The Munich-based Ifo think tank said on Wednesday its business climate index, based on a monthly survey of some 7,000 firms, rose to 102.4 in December.

That was up from 101.4 in November and the highest level in five months, though the sub-reading for current business conditions fell.

"With a worsening current assessment but improving expectations, today's Ifo sends a clear message: things will go worse before they get better. It looks as if any contraction of the economy should be short-lived," said Carsten Brzeski of ING.

Germany has been an engine of growth throughout much of the three-year debt crisis in the euro zone, but persistent weakness in other countries in the region has recently threatened to drag its economy down.

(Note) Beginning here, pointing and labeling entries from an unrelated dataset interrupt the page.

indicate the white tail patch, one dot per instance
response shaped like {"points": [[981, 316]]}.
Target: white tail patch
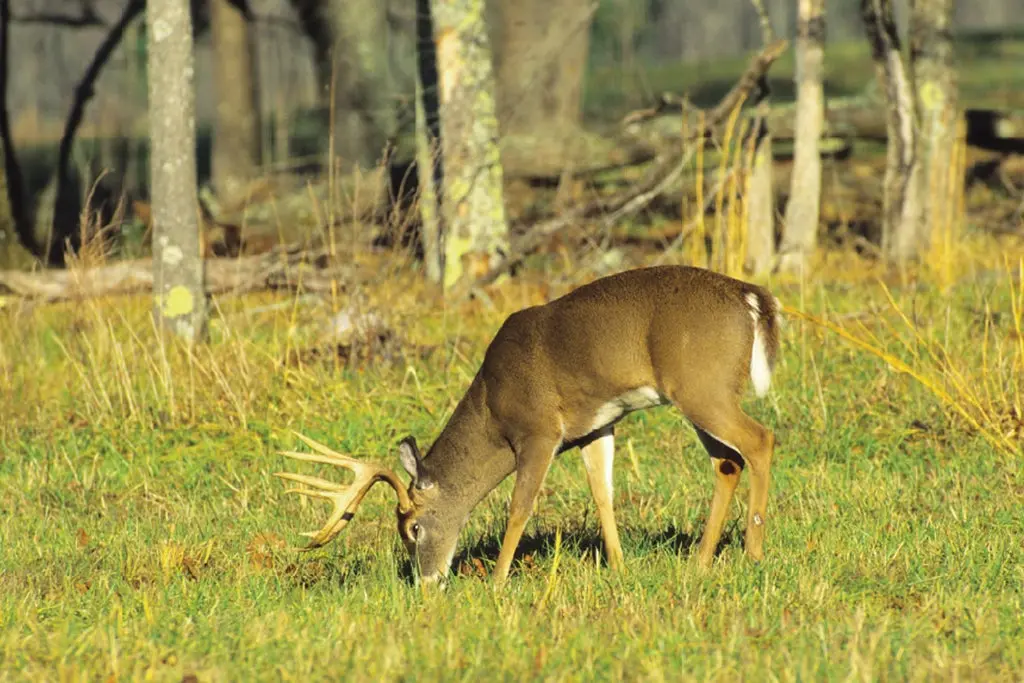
{"points": [[760, 371]]}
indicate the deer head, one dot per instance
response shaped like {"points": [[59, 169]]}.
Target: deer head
{"points": [[429, 530]]}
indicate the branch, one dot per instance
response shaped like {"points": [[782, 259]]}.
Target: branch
{"points": [[664, 173], [12, 170]]}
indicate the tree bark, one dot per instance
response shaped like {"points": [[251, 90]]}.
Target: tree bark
{"points": [[901, 194], [179, 298], [14, 214], [236, 152], [935, 83], [428, 143], [760, 190], [542, 59], [476, 231], [365, 115], [803, 211]]}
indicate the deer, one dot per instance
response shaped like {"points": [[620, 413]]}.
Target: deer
{"points": [[559, 376]]}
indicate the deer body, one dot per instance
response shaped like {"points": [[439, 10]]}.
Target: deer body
{"points": [[559, 376]]}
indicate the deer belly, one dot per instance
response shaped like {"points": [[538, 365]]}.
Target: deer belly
{"points": [[635, 399]]}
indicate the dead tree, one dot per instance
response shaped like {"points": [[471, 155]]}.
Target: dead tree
{"points": [[475, 226], [179, 298], [935, 85], [237, 136], [803, 211], [901, 193]]}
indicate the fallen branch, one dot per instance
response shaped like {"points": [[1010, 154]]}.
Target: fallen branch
{"points": [[283, 267], [663, 174]]}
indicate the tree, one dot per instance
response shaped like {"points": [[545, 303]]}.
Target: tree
{"points": [[364, 94], [542, 58], [901, 191], [804, 208], [935, 85], [237, 135], [476, 231], [427, 142], [179, 298], [760, 193]]}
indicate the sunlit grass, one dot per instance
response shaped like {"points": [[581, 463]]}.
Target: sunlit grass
{"points": [[143, 536]]}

German GDP could well contract in the fourth quarter, many economists believe - a view supported by October's slump in industrial output and narrowing of the trade surplus to its lowest level in over half a year.

For 2013, the Ifo and the country's central bank this month cut their growth forecasts for 2013 and the government may do likewise.

But Wednesday's Ifo reading, which followed a December Purchasing Managers' survey that showed the private sector expand for the first time since April, beat the median forecast in a Reuters poll of 40 economists for a rise to 102.0.

The data boosted European stocks to their highest levels of the year. The euro also climbed against the dollar.

"The result ... supports our expectations that the German economic climate should take a turn for the better by spring 2013 at the latest ... The economy should avoid a recession by a whisker," said Heinrich Bayer of Postbank Research.

PROSPECTS MORE UPBEAT

Markets have also been encouraged by a European Central Bank promise to buy the bonds of stricken euro states, an agreement last week to release new aid to Greece and an upgrade of the country's sovereign debt rating.

"There is a certain calming down at the end of the year. Export expectations have risen. Companies are growing confident again," Ifo economist Klaus Wohlrabe told Reuters.

The firms polled by Ifo were more pessimistic about their current business conditions, with that index falling to 107.1 from 108.1 in November, the lowest level in 2-1/2 years.

But the sub-reading on expectations increased to 97.9 from 95.2, the biggest month-on-month rise since June 2010.

Wohlrabe said growth impulses would come from Asia and the United States, making up for a lack demand from recession-hit peers in the rest of the European Union, where Germany sells roughly 60 percent of its exports and governments are slashing costs to rein in public deficits.

German luxury carmaker Daimler (DAIGn.DE) is revamping its China operations, trying to catch up with rivals in a market that has helped premium German manufacturers offset weakening business in core European markets.

Last week, Ifo nearly halved its forecast for 2013 German growth to 0.7 percent but said domestic demand would help it pick up next year after a brief contraction this quarter.

Ifo said the euro zone's debt crisis had hit the German economy later than expected, delaying the recovery.

Wohlrabe said he expected a 0.3 percent contraction this quarter and "slightly positive" growth in the first three months of 2013.

In line with that, a German trade group forecast on Tuesday that steel production would return to modest growth next year, with companies rebuilding stocks as demand from the automotive and engineering sectors picks up.